旧PROMINENCE3年 和訳[303]

【プロミネンス3年】Lesson3/Build a Tower, Build a Team【和訳】

このページではプロミネンス・コミュニケーション英語3年/Leeson3【Build a Tower, Build a Team】の和訳を載せていますが、学校で習う表現と異なる場合がありますので、参考程度に見てください。

【PROMINENCE3】Lesson3/Build a Tower, Build a Team【和訳】

Part1

数年前、UXデザインの副会長ピーター・スキルマンは、マシュマロ・チャレンジと呼ばれるデザインの難しい課題を紹介しました。

要点はとても簡単です。4人から成るチームは、スパゲッティ20本と、1ヤード(=約90㎝)の長さのテープと、1ヤードの長さのひもと、マシュマロを使って、一番高い自立する構造物を作らなければいけません。

マシュマロは一番上になければいけません。

本当に簡単そうに見えますが、参加者がとても素早く協力しなければいけなくて、実際はとても難しいのです。

さらに、この課題には、協力の本質に関するとても深い教訓を明らかにする何かがあります。



Part2

オートデスクの特別研究員トム・ウージェックは、これは面白い考えだと思い、マシュマロ・チャレンジを自分のセミナーに組み込みました。

ウージェックのセミナーは、学生、デザイナー、建築家、それにフォーチュン50社の最高技術責任者までもを参加者とし、世界中で開催されています。

Part3

ほとんどの人は、この作業に自分たち自身を適応させることによってはじめます。

参加者は課題について話し合い、一体どのように見えることになるのかを理解し、権力を手に入れようとします。

それから、スパゲッティを並べる前に、計画を立て、段取りをつけ、スケッチを描くことに時間を少し割きます。

持ち時間の大半を、スパゲッティの1本1本を組み合わせて、絶えず上へ上へと伸びる構造物を作るのに使います。

それからついに時間切れになるちょうどそのときに、誰かがマシュマロを取り出して、一番上にすごく慎重に乗せます。

それからグループのメンバーは後ろに立って、そして、ジャジャーン!――参加者は自分たちの作品をほめたたえます。

しかし、実際に起こるのは、たいていの場合、「ジャジャーン!」が「あらら…」に変わるということです。

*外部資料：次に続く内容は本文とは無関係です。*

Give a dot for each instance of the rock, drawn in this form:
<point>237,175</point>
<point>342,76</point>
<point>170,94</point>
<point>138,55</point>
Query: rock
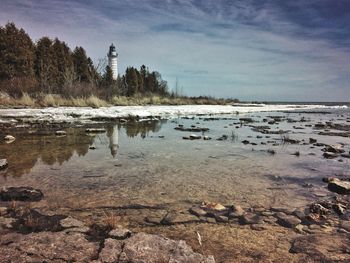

なぜかと言うと、マシュマロの重さが構造全体にかかって、曲がって、壊れてしまうからです。



Part4

他の人より「あらら…」の瞬間をずいぶんたくさん持つ人たちが、結構います。

その中でも最悪なのは、最近、ビジネススクールを卒業した人たちです。

この人たちはうそをつき、ズルイことをし、気をちらし、とても脆弱な構造物を作ります。

もちろん、ずっとたくさんの「ジャジャーン!」な構造物を作るチームもいます。

その中でも一番いいのは、幼稚園を最近、卒園した子供たちです。

卒園児たちは、一番高い構造物を作るだけではなく、すべての中で一番興味深い構造物を作ります。

Part5

なぜでしょう?

子供たちは誰一人として、スパゲッティ会社の最高経営責任者になろうとして時間を使わないからだ、とピーターは説明しています。

言い換えると、子供たちは主導権争いのために時間を使わないのです。

もう1つの理由は、ビジネススクールの学生は唯一の正しい計画を見つけるように訓練を受けていて、そのプランに沿って実行するからというものです。

マシュマロを一番上に乗せる時までに、時間切れになります。

これは危機です。

幼稚園児たちが別の方法でやることは、マシュマロからスタートして、いつもマシュマロは一番上に置いたまま、次から次へと試作品を作り上げます。

こんなふうにして、試作品を作る途中で、園児たちには手直しするチャンスが何回もあります。

デザイナーは、こうした種類の共同作業を反復する手順の本質だと理解しています。

そして、どのバージョンでも、子供たちは何がうまくいくのか、何が駄目なのかを即座にフィードバックするのです。

Part6

根本的な教訓は、デザインは本当に接触スポーツだということです。

私たちが作業に全感覚を集中させ、考えたこと、感じたこと、行動の最良のものを手元にある難題に適用することを要求します。

ときどき、この経験の小さな試作品が、「あらら…」の瞬間を「ジャジャーン!」の瞬間に変えるために必要なものであり、大きな影響を与えられるのです。